Creating a pouch in the patient presenting acutely has two major potential drawbacks. First, as described earlier, the diagnosis of UC may be incorrect, especially in cases of fulminant colitis. Second, there is evidence that performing an IPAA on a patient taking high-dose corticosteroids is associated with more complications. Specifically, pelvic sepsis and anastomotic leaks may be more frequent. This presents problems not only in the early postoperative period, but the incidence of poor pouch function and pouch failure may be higher in this population.17 Clearly this is an aggressive technique that should be considered only by the most experienced surgeons.

Very infrequently, a Turnbull-Blowhole colostomy is performed. This entails creating a colostomy for colonic decompression flush with the skin and a loop ileostomy. The primary indication is in the pregnant patient with fulminant colitis. In these patients, the risk of miscarriage if there is iatrogenic perforation, fecal spillage, rectal stump blowout, and pelvic sepsis is extremely high. In the critically ill patient or the pregnant patient without hemorrhagic colitis, the mortality of this technique was shown in one series of 83 patients to be 3.6%.18

As surgeons become more experienced in laparoscopic surgery, this technique is being utilized in the care of the patient with fulminant colitis. The potential advantages are theoretically fewer adhesions and subsequent bowel obstructions, easier second-stage procedures, and decreased chance of wound complications in this population of immunosuppressed patients. There is a single series of 19 patients in which this was performed with no conversions, and an average operative time 244 in the last 8 patients. This resulted in a complication rate of 33%. Although the complications were not detailed, 17 of the 19 patients have undergone the second-stage procedure, implying they did not have long-term consequences.19 Clearly the laparoscopic approach should only be attempted by the very experienced laparoscopic surgeon as manipulation of the friable, inflamed mesentery and bowel has the potential for serious complications.

Wound closure has not been well studied in this population of patients. A large meta-analysis of incisional closure in laparotomy patients does suggest that continuous closure with a slowly absorbable suture may result in fewer complications.20 The use of retention sutures has also not been thoroughly investigated. Some studies have found that they are not well tolerated because of pain and local skin complications and do not decrease the risk of hernia or dehiscence.21,22 Theoretically, retention sutures may decrease the risk of evisceration with dehiscence. Generally, it is recommended that the surgeon carefully perform the closure he or she is most familiar with.
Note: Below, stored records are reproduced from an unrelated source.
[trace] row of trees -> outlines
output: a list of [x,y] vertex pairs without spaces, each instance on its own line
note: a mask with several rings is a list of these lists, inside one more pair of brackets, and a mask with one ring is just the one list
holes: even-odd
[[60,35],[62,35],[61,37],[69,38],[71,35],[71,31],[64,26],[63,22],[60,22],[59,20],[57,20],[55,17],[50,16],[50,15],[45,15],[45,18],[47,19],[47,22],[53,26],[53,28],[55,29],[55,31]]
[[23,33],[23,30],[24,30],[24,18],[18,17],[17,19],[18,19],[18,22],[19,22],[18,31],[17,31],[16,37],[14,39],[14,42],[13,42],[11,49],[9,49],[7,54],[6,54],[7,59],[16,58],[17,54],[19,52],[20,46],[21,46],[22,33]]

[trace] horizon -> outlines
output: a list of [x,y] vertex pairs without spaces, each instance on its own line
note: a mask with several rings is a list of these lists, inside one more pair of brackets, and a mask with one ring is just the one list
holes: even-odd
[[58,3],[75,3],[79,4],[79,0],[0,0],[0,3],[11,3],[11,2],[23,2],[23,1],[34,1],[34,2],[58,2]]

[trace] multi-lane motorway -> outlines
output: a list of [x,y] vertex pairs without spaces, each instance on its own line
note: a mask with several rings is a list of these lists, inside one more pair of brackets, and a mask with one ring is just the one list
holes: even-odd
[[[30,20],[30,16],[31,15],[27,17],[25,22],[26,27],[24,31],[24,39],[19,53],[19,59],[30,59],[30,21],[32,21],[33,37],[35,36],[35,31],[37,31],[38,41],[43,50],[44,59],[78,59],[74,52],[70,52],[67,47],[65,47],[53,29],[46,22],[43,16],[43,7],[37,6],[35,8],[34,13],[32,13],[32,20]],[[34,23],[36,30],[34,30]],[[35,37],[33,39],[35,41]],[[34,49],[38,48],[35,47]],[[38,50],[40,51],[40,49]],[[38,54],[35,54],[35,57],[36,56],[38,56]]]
In addition to the common complications such as wound dehiscence, bleeding, and small bowel obstruction, there are a variety of less usual but serious potential complications. These include adrenal insufficiency, rectal stump blowout, and portal vein thrombosis.23 Overall, though, the surgical outcomes continue to improve.

In a recent large series of 164 patients operated on at one center for acute colitis, the mortality rate was 0.6% with a morbidity of 33%. A policy of early intervention based largely on grading of colitis by endoscopic severity (Table 2) was adopted. Patients underwent a subtotal colectomy, ileostomy, and sigmoidostomy, and postoperatively, the rectal stump was irrigated with steroids and mesalamine.3 This large series is consistent with other more recent reports of urgent and emergent surgery in the patient with acute colitis.3

Table 2
Endoscopic Classification of Ulcerative Colitis Severity


With the continued advancements in medical therapy, surgical techniques, and postoperative care, operative outcomes are significantly better than 50 years ago in the patient requiring urgent and emergent surgery for fulminant colitis. Despite this, the morbidity remains significant and attention not only to intraoperative technique but also to postoperative care is critical. Although there are centers doing a large volume of cases in patients with UC, patients with fulminant colitis frequently present at hospitals not as experienced in their care. As stated previously, consideration of the individual patients' medical status and quality of life issues is important in choosing the most appropriate surgical procedure.